Condamné par un tribunal populaire révolutionnaire, il est contraint à l'exil. Il rentre au Burkina en 1992. Joseph Ki-Zerbo est fondateur en 1993 du Parti pour la démocratie et le progrès (PDP, membre de l'Internationale socialiste), parti d'opposition au Congrès pour la démocratie et le progrès (CDP) du président Blaise Compaoré. Le congrès constitutif du PDP a lieu en avril 1994 et Ki-Zerbo en devient président.
En 1997 reçoit le Right Livelihood Award, plus communément appelé en France le Prix Nobel alternatif.

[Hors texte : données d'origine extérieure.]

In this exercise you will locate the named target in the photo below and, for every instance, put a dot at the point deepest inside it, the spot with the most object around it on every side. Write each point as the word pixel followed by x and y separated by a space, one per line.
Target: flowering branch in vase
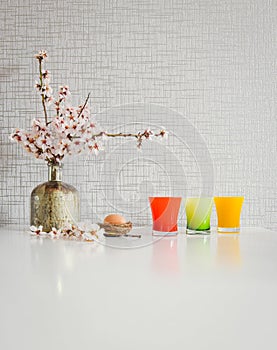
pixel 71 130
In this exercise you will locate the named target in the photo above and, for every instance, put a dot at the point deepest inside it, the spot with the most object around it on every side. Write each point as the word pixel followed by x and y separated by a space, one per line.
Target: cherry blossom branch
pixel 147 134
pixel 40 59
pixel 84 105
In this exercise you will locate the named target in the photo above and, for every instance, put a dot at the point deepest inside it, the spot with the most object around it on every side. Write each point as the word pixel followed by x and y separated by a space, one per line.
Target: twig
pixel 42 95
pixel 86 101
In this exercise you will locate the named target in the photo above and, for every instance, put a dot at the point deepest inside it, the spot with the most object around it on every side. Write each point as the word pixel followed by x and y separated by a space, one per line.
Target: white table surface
pixel 204 292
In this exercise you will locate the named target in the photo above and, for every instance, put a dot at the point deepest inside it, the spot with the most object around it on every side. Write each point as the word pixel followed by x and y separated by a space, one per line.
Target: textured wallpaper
pixel 203 69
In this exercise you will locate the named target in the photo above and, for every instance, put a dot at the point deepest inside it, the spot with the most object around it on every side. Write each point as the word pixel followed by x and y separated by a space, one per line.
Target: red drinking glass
pixel 165 215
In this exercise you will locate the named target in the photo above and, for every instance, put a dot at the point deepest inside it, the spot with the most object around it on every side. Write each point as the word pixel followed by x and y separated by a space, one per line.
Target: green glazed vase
pixel 54 203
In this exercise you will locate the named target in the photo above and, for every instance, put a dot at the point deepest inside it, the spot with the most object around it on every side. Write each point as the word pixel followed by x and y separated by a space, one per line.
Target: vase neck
pixel 54 172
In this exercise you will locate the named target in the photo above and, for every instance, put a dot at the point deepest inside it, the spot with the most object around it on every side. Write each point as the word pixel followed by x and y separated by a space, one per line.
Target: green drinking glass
pixel 198 211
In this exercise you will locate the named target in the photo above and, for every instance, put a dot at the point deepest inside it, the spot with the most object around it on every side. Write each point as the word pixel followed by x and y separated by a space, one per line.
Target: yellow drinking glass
pixel 228 213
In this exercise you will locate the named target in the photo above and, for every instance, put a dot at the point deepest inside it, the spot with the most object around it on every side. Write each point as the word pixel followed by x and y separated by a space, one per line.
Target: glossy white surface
pixel 206 292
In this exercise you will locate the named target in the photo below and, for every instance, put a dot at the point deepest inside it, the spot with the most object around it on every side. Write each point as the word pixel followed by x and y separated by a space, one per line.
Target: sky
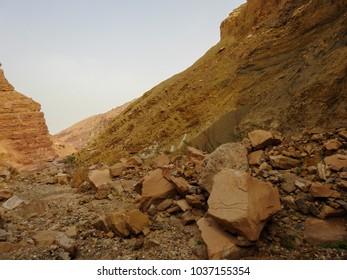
pixel 79 58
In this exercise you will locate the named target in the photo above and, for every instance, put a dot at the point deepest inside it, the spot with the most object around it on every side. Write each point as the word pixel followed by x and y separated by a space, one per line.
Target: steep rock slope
pixel 279 62
pixel 24 138
pixel 78 134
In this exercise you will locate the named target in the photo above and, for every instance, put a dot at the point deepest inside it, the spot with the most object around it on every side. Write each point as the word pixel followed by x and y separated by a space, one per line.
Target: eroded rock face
pixel 24 137
pixel 241 203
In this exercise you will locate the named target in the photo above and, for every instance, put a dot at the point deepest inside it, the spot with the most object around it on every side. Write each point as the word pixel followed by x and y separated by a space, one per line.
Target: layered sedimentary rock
pixel 24 137
pixel 277 67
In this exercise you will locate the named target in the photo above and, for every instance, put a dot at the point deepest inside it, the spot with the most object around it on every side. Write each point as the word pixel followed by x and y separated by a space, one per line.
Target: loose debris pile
pixel 266 197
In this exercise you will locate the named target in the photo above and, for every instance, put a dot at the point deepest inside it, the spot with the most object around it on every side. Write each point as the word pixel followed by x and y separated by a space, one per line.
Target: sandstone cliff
pixel 79 134
pixel 279 66
pixel 24 137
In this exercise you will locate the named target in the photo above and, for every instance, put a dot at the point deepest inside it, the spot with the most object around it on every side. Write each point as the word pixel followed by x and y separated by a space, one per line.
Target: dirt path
pixel 57 222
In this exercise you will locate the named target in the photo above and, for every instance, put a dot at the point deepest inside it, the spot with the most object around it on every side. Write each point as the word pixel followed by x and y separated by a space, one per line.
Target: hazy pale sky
pixel 79 58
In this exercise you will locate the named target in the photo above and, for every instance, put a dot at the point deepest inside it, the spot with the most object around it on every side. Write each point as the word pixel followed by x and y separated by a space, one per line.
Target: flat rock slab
pixel 241 203
pixel 319 231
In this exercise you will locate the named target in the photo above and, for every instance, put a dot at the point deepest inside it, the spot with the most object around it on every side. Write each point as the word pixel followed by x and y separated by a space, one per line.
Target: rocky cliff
pixel 79 134
pixel 278 67
pixel 24 137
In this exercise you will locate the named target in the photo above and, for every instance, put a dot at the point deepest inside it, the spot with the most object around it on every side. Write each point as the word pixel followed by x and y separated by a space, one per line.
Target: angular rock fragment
pixel 323 190
pixel 155 189
pixel 220 244
pixel 231 155
pixel 284 162
pixel 261 138
pixel 336 162
pixel 241 203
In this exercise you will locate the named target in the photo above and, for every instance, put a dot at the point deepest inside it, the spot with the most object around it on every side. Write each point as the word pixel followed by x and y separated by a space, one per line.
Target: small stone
pixel 336 162
pixel 323 190
pixel 72 232
pixel 138 244
pixel 283 162
pixel 328 211
pixel 63 179
pixel 103 192
pixel 188 218
pixel 110 234
pixel 164 205
pixel 196 201
pixel 265 166
pixel 195 153
pixel 255 157
pixel 261 139
pixel 313 209
pixel 152 210
pixel 5 194
pixel 302 206
pixel 323 171
pixel 332 145
pixel 160 161
pixel 183 205
pixel 319 231
pixel 116 169
pixel 302 186
pixel 181 184
pixel 137 221
pixel 12 203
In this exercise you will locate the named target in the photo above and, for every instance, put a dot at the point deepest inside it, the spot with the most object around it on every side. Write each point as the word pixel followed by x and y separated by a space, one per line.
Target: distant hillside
pixel 77 135
pixel 280 65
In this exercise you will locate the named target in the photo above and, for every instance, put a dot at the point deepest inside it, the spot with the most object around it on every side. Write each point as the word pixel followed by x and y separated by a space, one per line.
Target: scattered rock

En 1998 il est membre fondateur du Collectif des organisations Démocratiques de Masse et de Partis Politiques[1] (CODMPP). Ce collectif a été crée le 16 décembre 1998 suite à l'assassinat du journaliste d'investigation Norbert Zongo alias Henri Sébégo. Le mouvement Trop c'est Trop est né à partir de ce collectif. Joseph Ki-Zerbo est l'inventeur du slogan suivant: "Naan Laara an saara" qui signifie "si on se couche on est mort".
En 2000 il reçoit le controversé Prix Kadhafi des droits de l'Homme de la Libye.
Les législatives du 5 mai 2002 sont un échec pour le PDP et Ki-Zerbo, puisque le parti perd sa place de premier parti d'opposition au profit de l'ADF-RDA d'Hermann Yaméogo. Le PDP totalise 10 sièges, contre 17 pour l'ADF-RDA et 57 sur 111 pour le CDP.
Le 6 février 2005, Ki-Zerbo cède la tête du parti à Ali Lankoandé.
Ki-Zerbo est mort le lundi 4 décembre 2006. Il a obtenu le rang de Commandeur de l'Ordre des Palmes académiques à titre posthume.